Les rayons du soleil semblaient tirer leurs révérences. J’avais décidé de monter à l’étage pour m’installer dans mon ancienne chambre, celle de mon enfance. Le couloir se déroulait devant moi en un tapis de laine rouge. Tout au bout du couloir, celle de mon petit frère.
Il mourut avant même que je le connaisse. Ma mère était enceinte de huit mois. La chambre était vide. Carlos, il devait s’appeler Carlos.
De la fenêtre, je voyais le lac. Il s’étalait devant moi comme une tache d’huile sur l’océan, comme une putain en quête de plaisir, en attente d’une proie sur laquelle langoureusement elle refermerait ses griffes. C’était un lac aux couleurs d’ébène, dû peut-être à sa profondeur. Ses berges présentaient une déclinaison de vert, les peupliers qui le bordaient avaient une hauteur impressionnante et couronnaient le tour du lac en un diadème de feuilles argentées.
Les cendres de mes parents et de mon petit frère reposaient en paix au fond de ce miroir liquide.
Rien ni personne n’avait pu combler ce manque d’affection.
Je n’arrive plus à respirer. Mes narines complètement immergées n’ont plus le moindre contact avec l’air. La panique m’envahit. Mon esprit est au bord de l’abandon. Pourtant quelque chose m’empêche de me laisser aller. J’ai choisi de quitter cette vie de solitude et de tristesse. Je veux rejoindre ma famille, je suis lasse de rester seule.
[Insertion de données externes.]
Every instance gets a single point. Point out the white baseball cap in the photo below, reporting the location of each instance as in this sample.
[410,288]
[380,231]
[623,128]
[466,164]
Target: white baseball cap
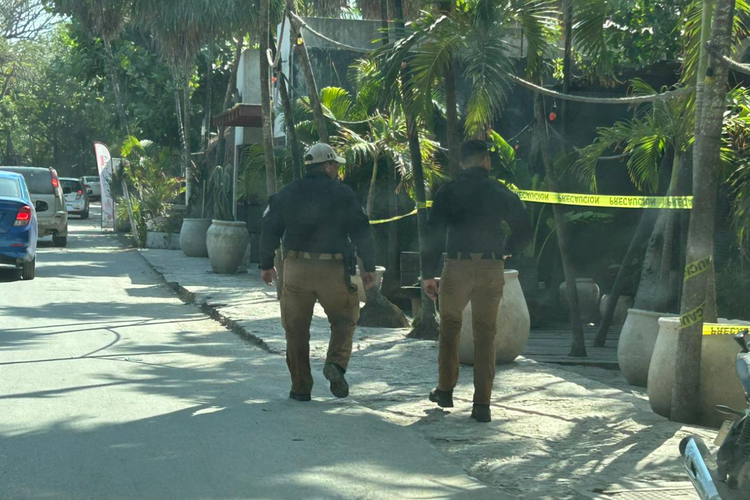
[321,153]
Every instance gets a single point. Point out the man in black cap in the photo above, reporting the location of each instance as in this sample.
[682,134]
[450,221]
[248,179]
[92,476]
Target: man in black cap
[317,216]
[471,209]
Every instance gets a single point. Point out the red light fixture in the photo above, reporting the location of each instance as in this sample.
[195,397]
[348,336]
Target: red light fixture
[24,216]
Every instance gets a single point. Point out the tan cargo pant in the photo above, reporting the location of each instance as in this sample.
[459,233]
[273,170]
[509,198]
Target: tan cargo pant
[305,282]
[481,282]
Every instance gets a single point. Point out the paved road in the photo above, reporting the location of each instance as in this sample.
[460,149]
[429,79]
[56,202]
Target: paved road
[111,388]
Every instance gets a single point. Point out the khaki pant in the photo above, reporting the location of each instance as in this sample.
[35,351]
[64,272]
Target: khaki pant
[481,282]
[305,282]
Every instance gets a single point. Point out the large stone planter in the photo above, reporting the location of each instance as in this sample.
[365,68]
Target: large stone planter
[158,240]
[661,370]
[718,376]
[624,303]
[719,384]
[226,243]
[588,298]
[193,237]
[636,345]
[513,325]
[357,280]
Mes yeux contemplent désormais le monde d’en bas. Une faible surface de mon crâne est encore en contact avec l’air, la fraîcheur de la nuit me le confirme. Je m’enfonce, désormais sans retenue. Complètement immergée, mes yeux se ferment et mon corps stagne entre deux eaux. Le silence m’habite dehors et dedans.
Ma respiration ralentit.
J’avais retrouvé mon lit. En chemise de nuit de coton blanc, celle de ma mère, je ne sentais plus ce froid humide qui m’enveloppe pour ne plus me quitter. J’avais l’impression d’être elle, d’être en elle. Son odeur m’habitait, si douce, si parfumée, si présente.
Je sortis de la maison avec pour seules compagnes, la lune et cette légère brise qui m’accompagne. Une centaine de mètres me séparaient du lac. Petite, je l’avais toujours cru plus près. Mes pieds nus caressent l’herbe mouillée, le petit souffle du soir emmêlait mes cheveux mal coiffés.
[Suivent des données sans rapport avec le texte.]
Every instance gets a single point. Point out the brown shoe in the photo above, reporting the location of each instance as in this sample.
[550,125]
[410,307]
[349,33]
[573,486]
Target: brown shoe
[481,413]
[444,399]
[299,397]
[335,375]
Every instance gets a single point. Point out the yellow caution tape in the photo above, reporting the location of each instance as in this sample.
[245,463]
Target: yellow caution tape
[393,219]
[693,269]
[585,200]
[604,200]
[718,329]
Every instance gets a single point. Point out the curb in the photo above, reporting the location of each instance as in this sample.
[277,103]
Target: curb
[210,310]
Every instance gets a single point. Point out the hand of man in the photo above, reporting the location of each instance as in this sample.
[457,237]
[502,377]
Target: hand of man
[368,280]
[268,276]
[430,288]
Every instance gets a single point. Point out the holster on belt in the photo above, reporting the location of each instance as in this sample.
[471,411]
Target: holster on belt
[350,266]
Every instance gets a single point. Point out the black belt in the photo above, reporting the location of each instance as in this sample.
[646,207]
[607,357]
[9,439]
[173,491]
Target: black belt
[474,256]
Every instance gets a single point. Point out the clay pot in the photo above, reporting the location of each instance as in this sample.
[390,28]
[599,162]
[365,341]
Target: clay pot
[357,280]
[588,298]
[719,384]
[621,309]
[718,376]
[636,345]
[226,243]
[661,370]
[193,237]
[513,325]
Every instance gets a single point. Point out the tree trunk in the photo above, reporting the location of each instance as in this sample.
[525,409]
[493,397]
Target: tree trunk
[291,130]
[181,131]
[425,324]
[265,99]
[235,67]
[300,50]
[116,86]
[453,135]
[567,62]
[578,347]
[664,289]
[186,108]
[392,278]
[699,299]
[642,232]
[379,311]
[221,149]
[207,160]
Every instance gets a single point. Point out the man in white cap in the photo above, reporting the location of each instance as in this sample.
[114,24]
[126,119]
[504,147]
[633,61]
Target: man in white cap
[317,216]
À mesure que le temps passait, la lune s’effilochait dans l’air de la nuit et sa lumière disparaissait insensiblement. Je m’approchais du lac aux reflets d’argent, il m’attirait. J’entendais le murmure des disparus, ils m’invitaient à passer cette frontière fictive.
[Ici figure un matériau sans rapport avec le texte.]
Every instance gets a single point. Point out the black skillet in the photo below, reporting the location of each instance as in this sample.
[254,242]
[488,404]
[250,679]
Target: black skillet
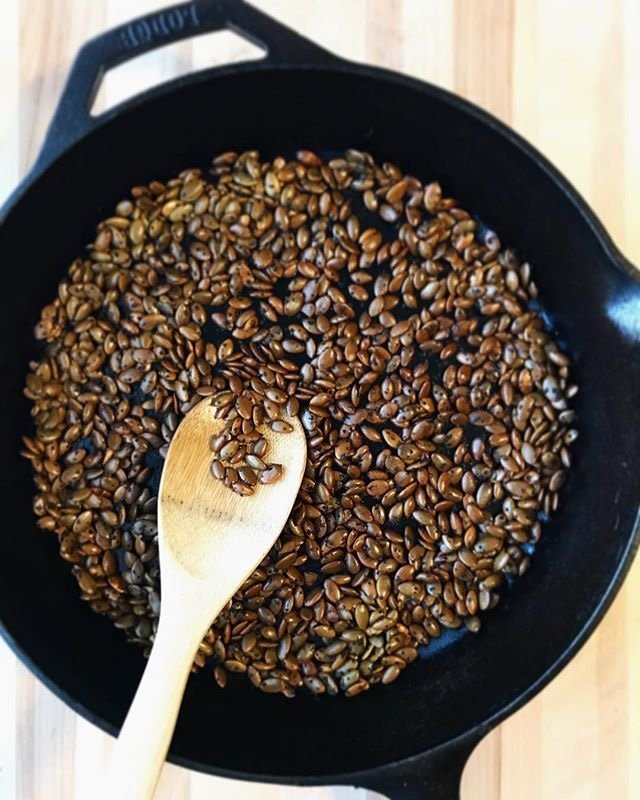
[410,739]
J’avançais dans l’eau sans me retourner, avec nonchalance, je ne pensais qu’à eux. Mon destin se trouvait là, sous le reflet de la lune, là où la lumière n’avait plus le même rôle, au fond du lac. Ma chemise de nuit flottait dans la glauque pénombre de cette nuit glacée. Mes yeux fixaient un horizon hasardeux que je ne percevais plus.
Les limbes m’attachent les chevilles et me tirent vers les profondeurs. Chacune des parties de mon corps prend contact avec l’eau, elle me recouvre et à chaque pas je quitte mon passé et laisse mon présent en suspens et aucune chance à l’avenir.
L’air que je respirais est devenu liquide. Je suis en osmose avec cet élément, sans douleur et avec résignation. Je ferme les yeux pour me laisser bercer dans les bras de ma mère. Toutes les sensations d’une enfant oubliée par les siens s’estompent et la délicate caresse d’un amour retrouvé envahit mon âme.
Je n’ai pas le sentiment d’avoir quitté mon enveloppe meurtrie, bien au contraire, j’entre de l’autre côté, j’ai franchi le pas.
Les cigales rythment mes journées, le soleil me brûle. Cette année est caniculaire.